Chapter 13: Vertex AI (Google's VO3) Integration for Text-to-Video¶
Video: Watch this chapter on YouTube (2:43:10)
Overview¶
This chapter demonstrates how to access Google's VO3 video generation model directly through Vertex AI on Google Cloud Platform, as an alternative to using third-party platforms like WaveSpeed.

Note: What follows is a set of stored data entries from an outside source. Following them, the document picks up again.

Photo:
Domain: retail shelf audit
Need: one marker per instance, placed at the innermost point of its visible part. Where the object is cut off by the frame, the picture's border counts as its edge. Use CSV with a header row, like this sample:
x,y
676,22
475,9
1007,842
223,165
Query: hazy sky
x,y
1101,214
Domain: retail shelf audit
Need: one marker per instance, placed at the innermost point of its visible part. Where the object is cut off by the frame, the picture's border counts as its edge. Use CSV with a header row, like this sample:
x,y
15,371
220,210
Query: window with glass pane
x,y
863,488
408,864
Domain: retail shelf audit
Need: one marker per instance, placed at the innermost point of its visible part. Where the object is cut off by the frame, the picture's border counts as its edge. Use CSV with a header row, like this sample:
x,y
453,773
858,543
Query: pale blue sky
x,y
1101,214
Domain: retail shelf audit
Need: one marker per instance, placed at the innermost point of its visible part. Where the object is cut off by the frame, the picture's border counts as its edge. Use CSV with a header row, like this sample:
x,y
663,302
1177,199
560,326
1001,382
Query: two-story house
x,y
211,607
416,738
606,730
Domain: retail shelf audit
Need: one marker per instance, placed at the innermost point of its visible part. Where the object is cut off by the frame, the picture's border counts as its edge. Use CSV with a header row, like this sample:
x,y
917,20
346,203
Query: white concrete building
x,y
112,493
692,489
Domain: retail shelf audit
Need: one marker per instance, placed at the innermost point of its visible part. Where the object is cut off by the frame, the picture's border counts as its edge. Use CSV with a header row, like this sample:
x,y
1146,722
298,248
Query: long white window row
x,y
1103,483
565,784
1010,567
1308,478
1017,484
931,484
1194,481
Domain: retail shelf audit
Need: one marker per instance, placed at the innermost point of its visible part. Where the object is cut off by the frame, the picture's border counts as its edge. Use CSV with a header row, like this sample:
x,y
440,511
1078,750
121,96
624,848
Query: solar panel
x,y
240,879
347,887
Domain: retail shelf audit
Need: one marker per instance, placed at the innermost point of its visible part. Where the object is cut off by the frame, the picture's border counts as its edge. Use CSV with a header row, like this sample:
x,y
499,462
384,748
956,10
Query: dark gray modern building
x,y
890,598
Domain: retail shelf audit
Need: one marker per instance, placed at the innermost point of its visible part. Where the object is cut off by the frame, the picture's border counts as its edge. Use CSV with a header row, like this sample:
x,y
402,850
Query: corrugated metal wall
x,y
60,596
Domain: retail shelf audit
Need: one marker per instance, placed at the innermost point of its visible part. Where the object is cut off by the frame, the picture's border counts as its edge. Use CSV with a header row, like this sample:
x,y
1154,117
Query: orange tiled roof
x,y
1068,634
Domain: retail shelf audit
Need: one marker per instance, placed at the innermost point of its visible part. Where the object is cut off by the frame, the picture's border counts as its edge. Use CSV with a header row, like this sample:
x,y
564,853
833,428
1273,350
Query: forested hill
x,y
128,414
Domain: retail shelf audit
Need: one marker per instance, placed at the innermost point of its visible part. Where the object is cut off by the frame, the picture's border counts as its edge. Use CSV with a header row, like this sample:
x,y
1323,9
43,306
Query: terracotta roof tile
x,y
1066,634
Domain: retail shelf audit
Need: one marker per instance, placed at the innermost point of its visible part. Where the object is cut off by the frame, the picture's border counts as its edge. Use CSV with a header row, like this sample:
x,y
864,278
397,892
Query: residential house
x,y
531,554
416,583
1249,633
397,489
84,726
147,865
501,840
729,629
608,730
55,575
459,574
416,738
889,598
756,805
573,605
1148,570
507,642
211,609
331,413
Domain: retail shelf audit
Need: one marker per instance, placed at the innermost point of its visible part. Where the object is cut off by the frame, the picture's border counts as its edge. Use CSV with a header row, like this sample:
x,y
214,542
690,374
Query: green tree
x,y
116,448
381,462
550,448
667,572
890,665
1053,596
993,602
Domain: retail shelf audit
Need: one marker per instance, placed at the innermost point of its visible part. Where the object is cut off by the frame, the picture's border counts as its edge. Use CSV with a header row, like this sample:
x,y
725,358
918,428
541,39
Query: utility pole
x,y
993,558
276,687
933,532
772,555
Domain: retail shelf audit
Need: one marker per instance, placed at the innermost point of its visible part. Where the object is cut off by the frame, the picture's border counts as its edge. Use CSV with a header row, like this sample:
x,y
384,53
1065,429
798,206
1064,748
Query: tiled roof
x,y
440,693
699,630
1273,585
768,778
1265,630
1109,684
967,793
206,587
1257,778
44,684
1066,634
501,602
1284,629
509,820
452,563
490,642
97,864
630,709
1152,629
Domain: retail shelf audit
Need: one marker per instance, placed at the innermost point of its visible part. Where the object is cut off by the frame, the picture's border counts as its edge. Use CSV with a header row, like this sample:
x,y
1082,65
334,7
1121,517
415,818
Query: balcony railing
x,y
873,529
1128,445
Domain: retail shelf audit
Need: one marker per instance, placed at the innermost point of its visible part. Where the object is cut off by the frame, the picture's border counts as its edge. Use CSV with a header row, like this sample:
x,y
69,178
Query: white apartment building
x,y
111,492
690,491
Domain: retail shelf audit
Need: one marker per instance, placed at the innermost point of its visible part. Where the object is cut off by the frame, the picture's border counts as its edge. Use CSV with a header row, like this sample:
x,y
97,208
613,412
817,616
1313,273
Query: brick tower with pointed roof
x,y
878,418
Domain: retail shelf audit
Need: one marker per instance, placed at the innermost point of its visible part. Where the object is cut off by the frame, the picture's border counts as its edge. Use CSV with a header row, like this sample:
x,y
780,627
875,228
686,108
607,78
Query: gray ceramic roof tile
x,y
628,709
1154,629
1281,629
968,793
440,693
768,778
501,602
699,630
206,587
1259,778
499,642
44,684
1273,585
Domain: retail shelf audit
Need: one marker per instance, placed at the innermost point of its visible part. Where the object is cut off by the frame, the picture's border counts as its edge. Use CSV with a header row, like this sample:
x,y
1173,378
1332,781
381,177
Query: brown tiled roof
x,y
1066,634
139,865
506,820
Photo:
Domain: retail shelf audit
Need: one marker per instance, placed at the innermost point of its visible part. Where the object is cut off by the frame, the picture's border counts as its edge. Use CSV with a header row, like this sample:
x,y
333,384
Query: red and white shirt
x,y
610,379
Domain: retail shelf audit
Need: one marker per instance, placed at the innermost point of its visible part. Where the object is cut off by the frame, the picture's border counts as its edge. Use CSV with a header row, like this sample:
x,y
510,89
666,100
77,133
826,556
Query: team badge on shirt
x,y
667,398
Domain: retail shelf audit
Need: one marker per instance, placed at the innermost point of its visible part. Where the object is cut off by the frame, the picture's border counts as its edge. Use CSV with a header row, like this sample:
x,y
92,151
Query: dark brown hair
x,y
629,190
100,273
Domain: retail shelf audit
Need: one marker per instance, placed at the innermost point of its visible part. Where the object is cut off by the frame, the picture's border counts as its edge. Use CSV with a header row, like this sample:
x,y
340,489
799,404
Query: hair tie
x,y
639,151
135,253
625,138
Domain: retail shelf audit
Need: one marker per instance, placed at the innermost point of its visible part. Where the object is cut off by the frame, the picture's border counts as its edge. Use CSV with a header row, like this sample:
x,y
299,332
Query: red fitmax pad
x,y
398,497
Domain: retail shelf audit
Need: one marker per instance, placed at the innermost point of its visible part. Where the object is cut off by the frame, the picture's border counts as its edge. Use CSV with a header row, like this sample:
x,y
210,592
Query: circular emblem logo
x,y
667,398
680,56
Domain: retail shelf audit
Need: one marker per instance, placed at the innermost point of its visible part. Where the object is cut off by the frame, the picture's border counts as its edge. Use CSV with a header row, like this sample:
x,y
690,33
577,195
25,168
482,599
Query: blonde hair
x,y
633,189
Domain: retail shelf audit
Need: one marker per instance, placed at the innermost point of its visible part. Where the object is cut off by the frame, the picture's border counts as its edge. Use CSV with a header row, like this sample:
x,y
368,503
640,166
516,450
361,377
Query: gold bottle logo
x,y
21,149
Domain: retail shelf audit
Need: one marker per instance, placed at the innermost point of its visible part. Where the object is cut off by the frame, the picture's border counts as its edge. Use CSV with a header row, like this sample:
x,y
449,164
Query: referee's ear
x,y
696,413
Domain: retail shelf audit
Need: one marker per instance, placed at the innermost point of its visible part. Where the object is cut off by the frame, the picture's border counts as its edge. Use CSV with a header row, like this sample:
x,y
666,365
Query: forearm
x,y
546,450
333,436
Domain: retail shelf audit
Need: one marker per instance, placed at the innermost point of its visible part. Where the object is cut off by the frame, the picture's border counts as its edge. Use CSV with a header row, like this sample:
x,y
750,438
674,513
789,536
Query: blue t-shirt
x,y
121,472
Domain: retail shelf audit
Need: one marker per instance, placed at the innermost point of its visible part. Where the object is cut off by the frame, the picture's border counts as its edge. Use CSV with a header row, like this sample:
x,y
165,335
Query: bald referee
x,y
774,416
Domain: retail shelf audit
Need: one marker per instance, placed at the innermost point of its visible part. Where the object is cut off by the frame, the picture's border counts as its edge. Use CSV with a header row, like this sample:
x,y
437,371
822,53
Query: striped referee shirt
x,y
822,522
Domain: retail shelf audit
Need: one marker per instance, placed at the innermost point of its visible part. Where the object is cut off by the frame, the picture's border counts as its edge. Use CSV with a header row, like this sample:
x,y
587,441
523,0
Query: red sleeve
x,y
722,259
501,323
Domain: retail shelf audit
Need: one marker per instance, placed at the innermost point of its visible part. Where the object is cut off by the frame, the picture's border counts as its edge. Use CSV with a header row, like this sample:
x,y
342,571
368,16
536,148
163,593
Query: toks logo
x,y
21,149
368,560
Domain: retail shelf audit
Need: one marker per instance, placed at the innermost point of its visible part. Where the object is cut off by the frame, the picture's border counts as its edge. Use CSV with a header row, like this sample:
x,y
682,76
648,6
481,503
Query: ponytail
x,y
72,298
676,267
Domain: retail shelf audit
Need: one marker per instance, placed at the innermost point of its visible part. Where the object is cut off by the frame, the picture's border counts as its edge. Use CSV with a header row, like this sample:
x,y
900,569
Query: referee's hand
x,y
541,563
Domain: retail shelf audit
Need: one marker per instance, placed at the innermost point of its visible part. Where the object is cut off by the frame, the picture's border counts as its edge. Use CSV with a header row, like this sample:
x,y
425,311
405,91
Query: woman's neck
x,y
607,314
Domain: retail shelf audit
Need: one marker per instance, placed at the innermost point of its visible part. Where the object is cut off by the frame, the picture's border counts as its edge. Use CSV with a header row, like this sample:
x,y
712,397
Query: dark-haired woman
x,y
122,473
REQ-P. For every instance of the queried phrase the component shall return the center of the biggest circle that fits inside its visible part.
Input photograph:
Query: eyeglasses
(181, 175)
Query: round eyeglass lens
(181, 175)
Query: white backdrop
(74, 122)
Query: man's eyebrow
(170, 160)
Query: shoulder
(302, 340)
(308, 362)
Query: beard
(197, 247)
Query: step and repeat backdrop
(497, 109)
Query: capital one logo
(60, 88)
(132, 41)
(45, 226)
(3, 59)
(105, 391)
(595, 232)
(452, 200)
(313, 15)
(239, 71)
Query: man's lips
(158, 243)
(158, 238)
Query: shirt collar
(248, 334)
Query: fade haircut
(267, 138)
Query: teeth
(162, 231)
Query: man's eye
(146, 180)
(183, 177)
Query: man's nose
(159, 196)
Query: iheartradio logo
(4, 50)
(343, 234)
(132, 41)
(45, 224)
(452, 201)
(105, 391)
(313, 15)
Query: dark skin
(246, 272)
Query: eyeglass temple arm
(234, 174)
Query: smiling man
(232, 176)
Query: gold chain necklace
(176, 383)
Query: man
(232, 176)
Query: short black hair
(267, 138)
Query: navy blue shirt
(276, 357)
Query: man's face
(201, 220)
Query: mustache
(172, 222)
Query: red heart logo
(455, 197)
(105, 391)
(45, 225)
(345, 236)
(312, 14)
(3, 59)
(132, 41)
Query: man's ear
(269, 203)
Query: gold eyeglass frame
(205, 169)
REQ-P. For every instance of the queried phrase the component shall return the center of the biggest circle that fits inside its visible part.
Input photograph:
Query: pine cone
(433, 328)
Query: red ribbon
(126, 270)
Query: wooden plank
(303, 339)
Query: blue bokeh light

This approach provides direct access to Google's infrastructure with full control over API calls.
Detailed Summary¶
Why Direct Vertex AI Access?¶
While platforms like WaveSpeed AI provide convenient unified APIs, direct Vertex AI access offers:
- Direct Google infrastructure: No intermediary
- Full API control: All parameters available
- Potentially lower costs: No platform markup (though still expensive)
- GCS integration: Output directly to Google Cloud Storage
Prerequisites¶
- Google Cloud Platform account
- Billing enabled
- Vertex AI API enabled
- OAuth2 credentials configured
Workflow Architecture¶
Step 1: Manual Trigger¶
Start with a simple Manual Trigger for testing the API connection.
Step 2: Understanding the API Endpoint¶
From Vertex AI documentation (cloud.google.com/vertex-ai), the endpoint format is:
https://us-central1-aiplatform.googleapis.com/v1/projects/{PROJECT_ID}/locations/us-central1/publishers/google/models/{MODEL_ID}:generateVideo
Parameters to Configure¶
- PROJECT_ID: Your Google Cloud project ID (not project number)
- MODEL_ID: e.g.,
veo-3-fast-generate-0.1
Step 3: OAuth2 Authentication Setup¶
Vertex AI requires Google OAuth2, not simple API keys.
Configuring Credentials in n8n¶
- HTTP Request node → Authentication
- Select Predefined Credential Type
- Choose Google OAuth2 API
Creating OAuth2 Credential¶
- Create new credential
- Need from Google Cloud Console:
- Client ID
- Client Secret
- Important: Add scope for cloud platform access:
Enabling Vertex AI API¶
- Go to Google Cloud Console
- Search "Vertex AI API"
- Click Enable
Complete OAuth Flow¶
- Click "Sign in with Google"
- Select account
- Grant permissions
- See "Connection successful"
Step 4: Configure POST Request¶
URL Configuration¶
Full URL with your project ID:
https://us-central1-aiplatform.googleapis.com/v1/projects/YOUR_PROJECT_ID/locations/us-central1/publishers/google/models/veo-3-fast-generate-0.1:generateVideo
JSON Body¶
Use raw JSON body format:
{
"instances": [
{
"prompt": "A serene walk down the beach at sunset, gentle waves lapping the shore"
}
],
"parameters": {
"aspectRatio": "16:9",
"durationSeconds": 8,
"sampleCount": 1
}
}
Notes:
- durationSeconds must be 8 (VO3 requirement)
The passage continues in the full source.